Why is this important: The iPhone is more suitable for simple touch games because of its small screen. However, the iPad can be a great mobile gaming station, whether it’s streaming games from Stadia, using Remote Play, or playing them natively. This type of game is where controller support becomes essential. Apple has failed somewhat in this area, but things are looking up in the upcoming iOS 15.
In May, Apple added support for the PlayStation 5 and Xbox Series X | S DualSense controllers in iOS14.5. Additionally, it has expanded functionality to include share buttons on the new controllers and on the DualShock 4 (the Xbox One does not have a share button). Previously, tapping Share didn’t do anything, now it works the way it does when using it on PS4, PS5, or XBSX.
During one of its WWDC 2021 sessions, Apple explained how it works. A quick press saves a screenshot to the camera roll. A long press starts recording the gameplay, a second long press stops it and sends the video to the filmstrip. Of course, it’s great when you know what you want to record, like a boss fight. But what about the times when you might want to capture something unexpected, like a fun failure or a skillful maneuver?
Sony solved this problem by continuously casting a 15 minute game reel. Players who want to save something just need to click the Share button, reduce the 15 minutes to what they need, then save or share it on social media.
Apple brings similar functionality to iOS 15 and iPadOS 15. However, it reduced the video buffer to 15 seconds due to storage limitations.
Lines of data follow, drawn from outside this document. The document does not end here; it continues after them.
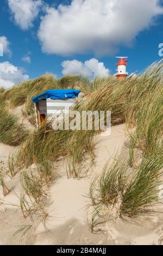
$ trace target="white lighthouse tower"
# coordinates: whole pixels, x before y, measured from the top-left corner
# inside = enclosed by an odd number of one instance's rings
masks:
[[[120,58],[120,59],[116,64],[117,69],[115,76],[119,80],[122,80],[128,75],[128,72],[126,71],[128,57],[116,57],[116,58]]]

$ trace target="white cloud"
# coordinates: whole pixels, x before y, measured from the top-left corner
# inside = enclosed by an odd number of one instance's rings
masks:
[[[114,53],[163,13],[159,0],[72,0],[47,7],[38,37],[44,52]]]
[[[8,0],[16,24],[22,29],[28,29],[38,15],[43,4],[42,0]]]
[[[5,36],[0,37],[0,43],[3,45],[3,53],[8,54],[10,57],[12,55],[12,52],[10,49],[10,43]]]
[[[65,61],[61,63],[64,75],[78,74],[95,78],[109,75],[109,70],[106,68],[103,62],[99,62],[96,58],[92,58],[84,63],[73,59]]]
[[[22,58],[22,60],[28,64],[31,63],[31,58],[30,56],[25,56]]]
[[[0,87],[9,88],[14,85],[29,79],[28,75],[10,62],[0,62]]]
Granted, it’s not as versatile as Sony’s solution, but we’re dealing with limited hardware, so the developers had to make concessions.
Once the feature goes live in iOS and iPadOS 15 this fall, there will be a toggle in settings to toggle between normal recording and “Replay Capture”. A long press records the last 15 seconds of play when set to play. Developers will also have an API they can call to trigger Replay Capture from their games if they choose.
In addition, Apple has added tools that allow developers to use the adaptive triggering technology of the DualSense controller. It only takes a few short lines of code for the shoulder buttons to have variable resistance. Developers who want to use the feature in their existing games can do so with a relatively small patch.
It’s important to make console controllers behave the way gamers expect, and the experience has been poor compared to previous versions of iOS. So it’s nice to see Apple spending some time adding more functionality to existing Sony and Microsoft controllers.